En un primer mensaje, Castillo resumió los hechos: “En estos momentos se registran hechos violentos en La Ruana entre grupos civiles armados para contener la situación, fuerzas federales se encuentran realizando acciones en la zona”.

Luego, en entrevista, Castillo dijo que el enfrentamiento fue por un encono entre ambos personajes, ya que El Americano, dijo, tenía reportes de que Mora estaba repartiendo propiedades en La Ruana que ya no estaban en poder del grupo delictivo Los Templarios y, en el caso de Mora, por una cuestión de rivalidad con Torres. Dijo que prueba de que se trató de una cuestión de encono es que ninguna otra Fuerza Rural acudió al lugar, pues de lo contrario hubiera habido una guerra civil, dijo.
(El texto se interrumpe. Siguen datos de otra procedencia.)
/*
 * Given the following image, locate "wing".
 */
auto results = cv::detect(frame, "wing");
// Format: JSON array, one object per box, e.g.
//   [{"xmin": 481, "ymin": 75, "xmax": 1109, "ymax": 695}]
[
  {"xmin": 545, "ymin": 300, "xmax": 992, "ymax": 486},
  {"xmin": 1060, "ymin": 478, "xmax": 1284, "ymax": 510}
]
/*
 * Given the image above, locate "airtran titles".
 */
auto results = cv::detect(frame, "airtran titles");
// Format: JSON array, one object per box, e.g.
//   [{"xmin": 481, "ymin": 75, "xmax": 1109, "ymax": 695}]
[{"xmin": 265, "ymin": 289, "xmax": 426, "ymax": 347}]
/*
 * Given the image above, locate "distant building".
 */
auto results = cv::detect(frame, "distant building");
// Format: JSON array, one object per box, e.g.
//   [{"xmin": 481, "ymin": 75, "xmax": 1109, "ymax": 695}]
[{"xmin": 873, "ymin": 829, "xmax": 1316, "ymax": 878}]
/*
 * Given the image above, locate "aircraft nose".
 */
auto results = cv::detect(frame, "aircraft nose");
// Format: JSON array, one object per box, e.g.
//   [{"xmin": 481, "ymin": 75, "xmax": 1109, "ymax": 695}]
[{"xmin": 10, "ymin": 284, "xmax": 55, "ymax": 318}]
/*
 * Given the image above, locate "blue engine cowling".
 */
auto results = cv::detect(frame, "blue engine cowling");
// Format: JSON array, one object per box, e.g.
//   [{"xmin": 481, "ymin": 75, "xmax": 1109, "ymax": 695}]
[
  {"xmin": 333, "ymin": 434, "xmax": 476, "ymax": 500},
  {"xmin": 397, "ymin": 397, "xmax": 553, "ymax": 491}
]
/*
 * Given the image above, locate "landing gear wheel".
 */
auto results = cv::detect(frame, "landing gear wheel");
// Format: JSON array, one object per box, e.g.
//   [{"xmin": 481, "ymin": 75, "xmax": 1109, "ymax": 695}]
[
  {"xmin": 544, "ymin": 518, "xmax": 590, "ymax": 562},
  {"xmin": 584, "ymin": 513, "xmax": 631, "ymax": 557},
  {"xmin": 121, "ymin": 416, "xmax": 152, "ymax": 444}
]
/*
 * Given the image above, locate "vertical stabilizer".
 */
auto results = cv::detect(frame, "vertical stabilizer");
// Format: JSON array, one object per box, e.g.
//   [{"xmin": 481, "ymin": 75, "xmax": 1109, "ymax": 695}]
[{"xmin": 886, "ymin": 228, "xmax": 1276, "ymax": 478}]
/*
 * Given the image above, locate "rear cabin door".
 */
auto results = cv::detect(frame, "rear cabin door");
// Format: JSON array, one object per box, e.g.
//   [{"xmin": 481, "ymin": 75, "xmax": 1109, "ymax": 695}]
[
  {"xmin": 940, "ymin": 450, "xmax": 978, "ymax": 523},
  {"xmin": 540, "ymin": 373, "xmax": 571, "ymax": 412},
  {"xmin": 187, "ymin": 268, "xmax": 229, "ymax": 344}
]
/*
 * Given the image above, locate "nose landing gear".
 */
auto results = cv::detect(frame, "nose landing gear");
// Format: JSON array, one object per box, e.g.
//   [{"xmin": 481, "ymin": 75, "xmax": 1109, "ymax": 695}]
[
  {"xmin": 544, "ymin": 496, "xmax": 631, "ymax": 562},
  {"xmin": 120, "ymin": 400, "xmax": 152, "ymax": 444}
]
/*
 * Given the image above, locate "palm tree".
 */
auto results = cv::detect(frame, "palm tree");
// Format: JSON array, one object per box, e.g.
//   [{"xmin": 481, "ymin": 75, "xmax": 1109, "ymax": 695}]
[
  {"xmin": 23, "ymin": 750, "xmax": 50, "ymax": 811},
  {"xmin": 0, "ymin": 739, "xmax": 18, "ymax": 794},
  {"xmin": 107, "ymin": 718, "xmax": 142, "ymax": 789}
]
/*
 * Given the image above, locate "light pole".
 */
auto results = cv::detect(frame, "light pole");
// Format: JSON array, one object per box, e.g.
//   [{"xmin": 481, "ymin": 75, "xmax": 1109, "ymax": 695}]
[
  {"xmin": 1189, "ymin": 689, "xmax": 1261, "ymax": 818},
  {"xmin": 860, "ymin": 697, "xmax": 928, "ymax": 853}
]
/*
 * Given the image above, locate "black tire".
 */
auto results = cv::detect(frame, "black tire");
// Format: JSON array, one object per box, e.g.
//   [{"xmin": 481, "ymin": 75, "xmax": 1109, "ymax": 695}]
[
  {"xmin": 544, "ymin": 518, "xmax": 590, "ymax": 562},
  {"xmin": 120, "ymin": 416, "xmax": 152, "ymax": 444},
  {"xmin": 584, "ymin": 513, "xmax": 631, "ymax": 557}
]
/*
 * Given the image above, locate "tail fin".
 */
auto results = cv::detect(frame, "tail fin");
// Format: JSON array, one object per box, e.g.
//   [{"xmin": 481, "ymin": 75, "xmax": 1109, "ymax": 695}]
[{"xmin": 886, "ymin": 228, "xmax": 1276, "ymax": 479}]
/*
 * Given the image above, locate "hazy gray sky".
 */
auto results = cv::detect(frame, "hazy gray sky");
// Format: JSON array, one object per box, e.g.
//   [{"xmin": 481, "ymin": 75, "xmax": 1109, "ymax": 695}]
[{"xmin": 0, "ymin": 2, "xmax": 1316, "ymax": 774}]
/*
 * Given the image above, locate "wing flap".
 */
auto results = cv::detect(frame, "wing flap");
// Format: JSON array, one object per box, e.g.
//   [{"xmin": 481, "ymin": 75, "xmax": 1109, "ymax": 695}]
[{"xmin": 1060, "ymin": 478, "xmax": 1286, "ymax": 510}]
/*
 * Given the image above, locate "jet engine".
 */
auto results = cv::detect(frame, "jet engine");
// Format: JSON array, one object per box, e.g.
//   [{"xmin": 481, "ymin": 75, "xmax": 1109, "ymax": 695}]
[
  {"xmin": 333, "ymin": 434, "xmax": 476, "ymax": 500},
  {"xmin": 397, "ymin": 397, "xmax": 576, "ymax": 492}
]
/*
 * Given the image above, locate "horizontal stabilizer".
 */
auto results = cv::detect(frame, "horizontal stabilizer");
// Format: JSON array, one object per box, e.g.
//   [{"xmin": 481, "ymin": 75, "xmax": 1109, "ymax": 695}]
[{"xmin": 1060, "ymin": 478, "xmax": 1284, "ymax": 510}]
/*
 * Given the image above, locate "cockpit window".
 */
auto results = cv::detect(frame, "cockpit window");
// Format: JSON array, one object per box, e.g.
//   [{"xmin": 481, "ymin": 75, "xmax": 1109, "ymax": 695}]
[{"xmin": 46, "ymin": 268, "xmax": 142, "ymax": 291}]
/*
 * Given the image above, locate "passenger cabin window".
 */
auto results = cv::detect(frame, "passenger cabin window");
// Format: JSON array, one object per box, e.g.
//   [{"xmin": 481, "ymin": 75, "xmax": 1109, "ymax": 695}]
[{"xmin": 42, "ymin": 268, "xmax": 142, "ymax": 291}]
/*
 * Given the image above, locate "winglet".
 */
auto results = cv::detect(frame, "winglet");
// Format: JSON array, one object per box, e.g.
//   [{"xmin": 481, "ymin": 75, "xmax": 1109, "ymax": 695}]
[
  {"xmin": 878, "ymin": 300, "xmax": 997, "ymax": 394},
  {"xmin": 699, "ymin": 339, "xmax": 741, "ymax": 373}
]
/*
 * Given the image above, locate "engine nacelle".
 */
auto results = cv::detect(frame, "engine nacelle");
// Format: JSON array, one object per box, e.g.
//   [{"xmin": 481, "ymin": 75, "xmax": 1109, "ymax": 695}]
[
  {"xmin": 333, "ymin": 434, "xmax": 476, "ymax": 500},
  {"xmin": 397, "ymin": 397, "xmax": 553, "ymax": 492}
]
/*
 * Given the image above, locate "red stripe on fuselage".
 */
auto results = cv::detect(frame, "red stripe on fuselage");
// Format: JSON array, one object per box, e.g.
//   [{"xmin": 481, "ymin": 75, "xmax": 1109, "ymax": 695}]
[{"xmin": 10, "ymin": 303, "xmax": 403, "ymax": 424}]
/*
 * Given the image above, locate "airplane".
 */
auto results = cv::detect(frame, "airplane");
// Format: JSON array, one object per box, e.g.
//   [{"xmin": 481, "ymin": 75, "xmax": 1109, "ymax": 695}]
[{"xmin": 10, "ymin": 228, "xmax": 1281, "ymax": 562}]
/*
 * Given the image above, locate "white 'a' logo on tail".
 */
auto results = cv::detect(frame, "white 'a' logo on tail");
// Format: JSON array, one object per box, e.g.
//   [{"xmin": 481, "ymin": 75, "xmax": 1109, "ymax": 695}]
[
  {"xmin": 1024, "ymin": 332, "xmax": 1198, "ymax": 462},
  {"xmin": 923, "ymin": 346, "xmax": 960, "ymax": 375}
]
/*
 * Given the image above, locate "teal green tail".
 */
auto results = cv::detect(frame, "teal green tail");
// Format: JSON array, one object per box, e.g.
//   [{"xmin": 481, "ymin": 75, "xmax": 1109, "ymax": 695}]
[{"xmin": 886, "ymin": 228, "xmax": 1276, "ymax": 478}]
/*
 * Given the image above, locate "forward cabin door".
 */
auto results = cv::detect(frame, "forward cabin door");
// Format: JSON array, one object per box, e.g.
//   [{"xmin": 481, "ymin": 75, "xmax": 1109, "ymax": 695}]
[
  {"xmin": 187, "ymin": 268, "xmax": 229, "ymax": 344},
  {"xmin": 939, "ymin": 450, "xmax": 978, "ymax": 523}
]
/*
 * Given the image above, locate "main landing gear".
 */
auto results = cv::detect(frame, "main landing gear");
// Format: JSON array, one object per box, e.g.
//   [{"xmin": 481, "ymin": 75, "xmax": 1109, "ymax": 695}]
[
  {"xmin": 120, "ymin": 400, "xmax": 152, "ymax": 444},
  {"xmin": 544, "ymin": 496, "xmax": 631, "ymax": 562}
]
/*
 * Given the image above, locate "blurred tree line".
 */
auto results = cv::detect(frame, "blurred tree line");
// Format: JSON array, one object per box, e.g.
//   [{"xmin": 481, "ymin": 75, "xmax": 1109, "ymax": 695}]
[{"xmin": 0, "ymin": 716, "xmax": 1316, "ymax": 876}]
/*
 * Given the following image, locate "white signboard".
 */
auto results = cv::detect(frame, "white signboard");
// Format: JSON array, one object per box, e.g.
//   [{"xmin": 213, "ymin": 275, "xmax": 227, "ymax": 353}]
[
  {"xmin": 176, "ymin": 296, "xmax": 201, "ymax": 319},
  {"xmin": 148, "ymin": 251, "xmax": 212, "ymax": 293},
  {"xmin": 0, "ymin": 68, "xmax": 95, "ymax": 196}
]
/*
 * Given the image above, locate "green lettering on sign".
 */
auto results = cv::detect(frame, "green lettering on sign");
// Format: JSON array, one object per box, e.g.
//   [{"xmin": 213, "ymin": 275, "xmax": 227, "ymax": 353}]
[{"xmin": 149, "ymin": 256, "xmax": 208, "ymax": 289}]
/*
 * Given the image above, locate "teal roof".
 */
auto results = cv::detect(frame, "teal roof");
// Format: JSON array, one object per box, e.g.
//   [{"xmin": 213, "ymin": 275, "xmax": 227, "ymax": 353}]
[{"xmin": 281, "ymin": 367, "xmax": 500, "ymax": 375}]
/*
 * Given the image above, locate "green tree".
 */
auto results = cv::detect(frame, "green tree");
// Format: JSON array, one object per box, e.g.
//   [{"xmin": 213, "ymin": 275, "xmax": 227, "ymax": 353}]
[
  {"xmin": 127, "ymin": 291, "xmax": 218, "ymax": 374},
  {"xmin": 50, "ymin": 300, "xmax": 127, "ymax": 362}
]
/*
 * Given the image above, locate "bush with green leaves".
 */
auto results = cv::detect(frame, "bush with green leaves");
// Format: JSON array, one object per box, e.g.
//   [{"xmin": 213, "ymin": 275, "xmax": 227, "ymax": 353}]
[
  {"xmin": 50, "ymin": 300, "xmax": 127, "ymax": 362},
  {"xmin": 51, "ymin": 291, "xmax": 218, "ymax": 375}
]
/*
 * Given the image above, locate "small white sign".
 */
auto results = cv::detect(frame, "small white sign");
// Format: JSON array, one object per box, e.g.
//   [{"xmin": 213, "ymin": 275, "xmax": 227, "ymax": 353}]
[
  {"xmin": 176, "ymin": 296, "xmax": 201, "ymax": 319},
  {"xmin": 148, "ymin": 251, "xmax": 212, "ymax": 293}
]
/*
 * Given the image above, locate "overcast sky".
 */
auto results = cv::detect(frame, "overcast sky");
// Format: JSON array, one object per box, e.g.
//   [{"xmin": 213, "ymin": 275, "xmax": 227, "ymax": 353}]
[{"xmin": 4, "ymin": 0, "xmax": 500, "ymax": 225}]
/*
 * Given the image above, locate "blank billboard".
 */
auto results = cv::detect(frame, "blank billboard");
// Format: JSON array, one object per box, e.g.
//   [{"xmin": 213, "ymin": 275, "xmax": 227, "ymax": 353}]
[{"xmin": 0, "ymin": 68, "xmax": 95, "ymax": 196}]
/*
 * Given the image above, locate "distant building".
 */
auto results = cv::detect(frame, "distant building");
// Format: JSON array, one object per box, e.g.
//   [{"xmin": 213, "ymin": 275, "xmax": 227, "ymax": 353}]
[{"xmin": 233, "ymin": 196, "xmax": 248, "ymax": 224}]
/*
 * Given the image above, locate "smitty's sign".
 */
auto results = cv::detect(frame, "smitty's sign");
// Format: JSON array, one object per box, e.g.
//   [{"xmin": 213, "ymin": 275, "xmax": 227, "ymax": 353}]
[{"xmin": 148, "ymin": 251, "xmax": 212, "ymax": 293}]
Castillo Cervantes garantizó que se recabarían testimonios y pruebas de balística para detener a los responsables, “sea quien sea”, dijo, aunque advirtió que no será sólo por los dichos de Hipólito Mora.

“Se va a actuar en contra de los responsables de los homicidios, sea quien sea y como se llame. No es un tema donde una persona pueda hacer una imputación (...) Y si también del otro lado, Hipólito Mora accionó sus armas y mató a gente de El Americano, también va a ser consignado ante las autoridades. Luego de estos hechos, elementos del Ejército y la Policía Federal tomaron el control de la seguridad en la comunidad de La Ruana, y un helicóptero de la Comisión Nacional de Seguridad sobrevoló el lugar hasta la noche”.